Pending home sales rise for 8th straight month

Market still burdened with excess housing stock

Washington – As first-time buyers race to beat a tax credit expiration at the end of the month, pending home sales in September extended their streak.

The Pending Home Sales Index, a based on contracts signed in September, rose 6.1% to 110.1 from a reading of 103.8 in August. The index stands 21.2% higher than September 2008, when it stood at 90.9. The gain from a year ago is the largest annual increase on record, and the index is at the highest level since December 2006, when it was 112.8, according to the National Association of Realtors.

“Although the tax credit is greatly reviving the existing home market, new-home sales may continue to struggle as home builders hold back production to drive down inventory. In addition, there remains an ongoing credit crunch for construction loans,” said Lawrence Yun, NAR chief economist.

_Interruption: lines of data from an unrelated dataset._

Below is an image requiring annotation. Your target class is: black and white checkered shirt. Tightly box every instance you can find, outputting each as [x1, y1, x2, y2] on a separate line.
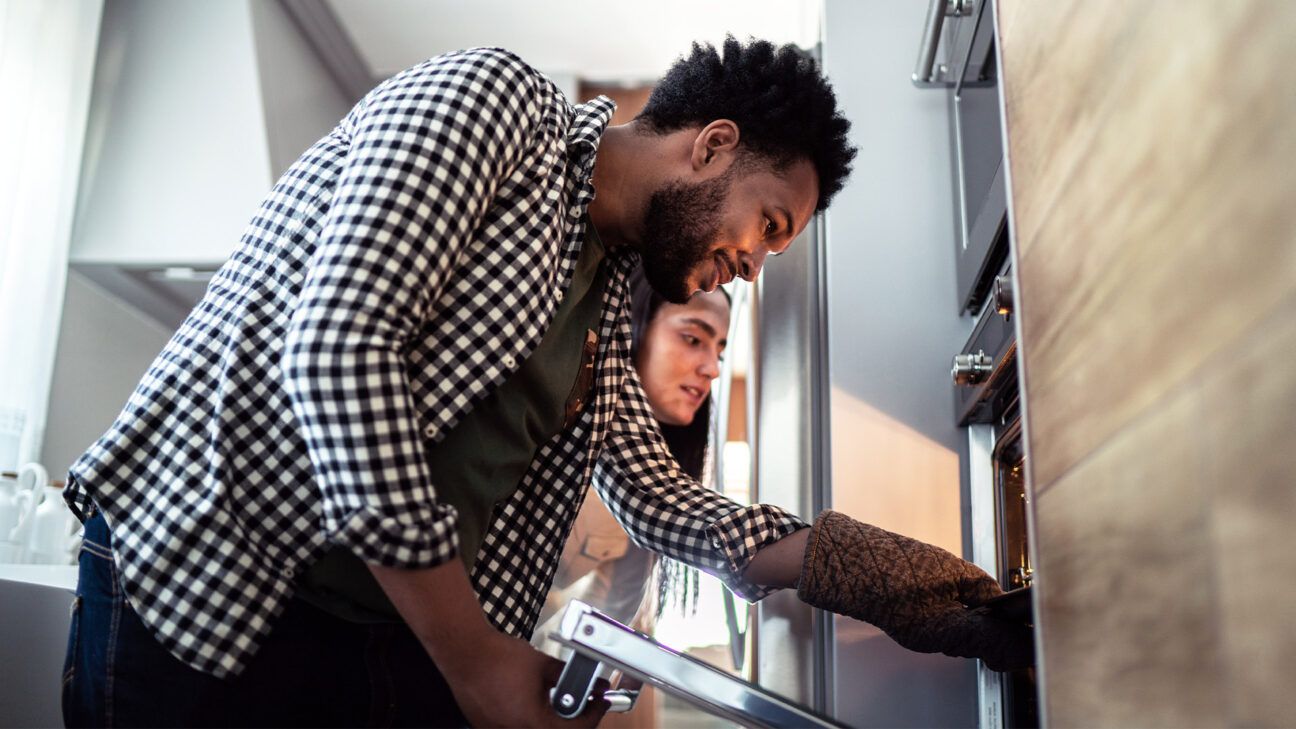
[67, 47, 806, 678]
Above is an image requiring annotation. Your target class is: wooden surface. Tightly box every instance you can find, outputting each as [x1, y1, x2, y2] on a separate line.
[998, 1, 1296, 725]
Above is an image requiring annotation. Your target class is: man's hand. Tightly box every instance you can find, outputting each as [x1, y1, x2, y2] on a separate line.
[369, 560, 608, 727]
[451, 629, 609, 728]
[795, 510, 1035, 671]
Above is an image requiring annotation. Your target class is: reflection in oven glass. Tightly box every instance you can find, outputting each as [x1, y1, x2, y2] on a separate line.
[993, 425, 1038, 728]
[998, 446, 1032, 590]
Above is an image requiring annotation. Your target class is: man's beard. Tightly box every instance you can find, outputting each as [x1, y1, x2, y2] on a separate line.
[639, 169, 734, 304]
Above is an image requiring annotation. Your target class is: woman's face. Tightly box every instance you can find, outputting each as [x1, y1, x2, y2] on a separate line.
[635, 289, 731, 426]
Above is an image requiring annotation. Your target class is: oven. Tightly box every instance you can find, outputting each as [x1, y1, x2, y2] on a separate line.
[914, 0, 1010, 315]
[956, 267, 1038, 729]
[914, 0, 1038, 726]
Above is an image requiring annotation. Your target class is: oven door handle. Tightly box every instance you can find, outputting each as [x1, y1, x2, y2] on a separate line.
[913, 0, 973, 87]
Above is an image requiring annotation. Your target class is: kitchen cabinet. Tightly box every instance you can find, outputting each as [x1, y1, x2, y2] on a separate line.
[0, 569, 76, 728]
[998, 1, 1296, 724]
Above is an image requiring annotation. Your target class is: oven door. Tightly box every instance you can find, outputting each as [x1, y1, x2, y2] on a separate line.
[912, 0, 1009, 313]
[989, 413, 1040, 729]
[550, 600, 845, 729]
[951, 0, 1009, 313]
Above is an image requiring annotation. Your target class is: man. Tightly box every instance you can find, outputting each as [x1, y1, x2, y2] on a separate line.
[63, 38, 1030, 727]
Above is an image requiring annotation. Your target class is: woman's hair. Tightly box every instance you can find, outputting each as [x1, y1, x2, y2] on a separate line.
[628, 269, 722, 480]
[627, 266, 731, 616]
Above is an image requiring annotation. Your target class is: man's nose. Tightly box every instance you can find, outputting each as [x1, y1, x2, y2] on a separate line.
[738, 249, 768, 281]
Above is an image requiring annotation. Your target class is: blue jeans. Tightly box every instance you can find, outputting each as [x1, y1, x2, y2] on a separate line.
[62, 513, 467, 727]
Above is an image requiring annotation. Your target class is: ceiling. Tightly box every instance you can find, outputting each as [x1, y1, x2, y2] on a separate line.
[326, 0, 822, 84]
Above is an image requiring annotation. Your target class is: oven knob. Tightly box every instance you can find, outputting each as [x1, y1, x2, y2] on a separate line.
[994, 274, 1014, 317]
[951, 350, 993, 386]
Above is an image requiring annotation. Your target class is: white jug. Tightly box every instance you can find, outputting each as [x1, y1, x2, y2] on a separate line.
[26, 478, 80, 565]
[0, 463, 46, 563]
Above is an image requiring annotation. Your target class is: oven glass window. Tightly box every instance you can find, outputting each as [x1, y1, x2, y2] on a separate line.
[995, 431, 1031, 590]
[955, 42, 1002, 246]
[993, 424, 1039, 728]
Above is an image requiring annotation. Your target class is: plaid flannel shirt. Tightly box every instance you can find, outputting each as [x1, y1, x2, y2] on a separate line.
[67, 47, 806, 678]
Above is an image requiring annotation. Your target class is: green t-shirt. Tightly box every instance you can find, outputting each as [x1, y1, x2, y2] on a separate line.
[295, 225, 608, 623]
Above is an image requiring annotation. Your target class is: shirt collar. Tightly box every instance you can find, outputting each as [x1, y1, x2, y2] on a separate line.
[567, 96, 616, 209]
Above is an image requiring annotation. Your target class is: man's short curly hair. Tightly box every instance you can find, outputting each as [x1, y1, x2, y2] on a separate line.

NAR estimates approximately three million renters are now financially well-qualified to buy a median-priced home. However, Yun cautioned, “We’re clearly not out of the woods because an excess of homes remains on the market despite recent improvements. Although current inventory is getting closer to price equilibrium, foreclosures will continue to enter the pipeline. An extended and expanded tax credit would help absorb this incoming inventory.”

The Index experienced its most robust September growth in the West, where it jumped 10.2% to 143.8, or 23.7% higher than September 2008. In the Midwest, the index climbed 8.1% to 98.2, a 17.8% percent improvement over the year-ago period. Pending home sales in the South rose 4.9% to 109.7, up 22.8% over the previous year. The Northeast was the only region to experience a decline in pending home sales – down 2.0% to 83.6 – but that was still 16.9% better than 2008.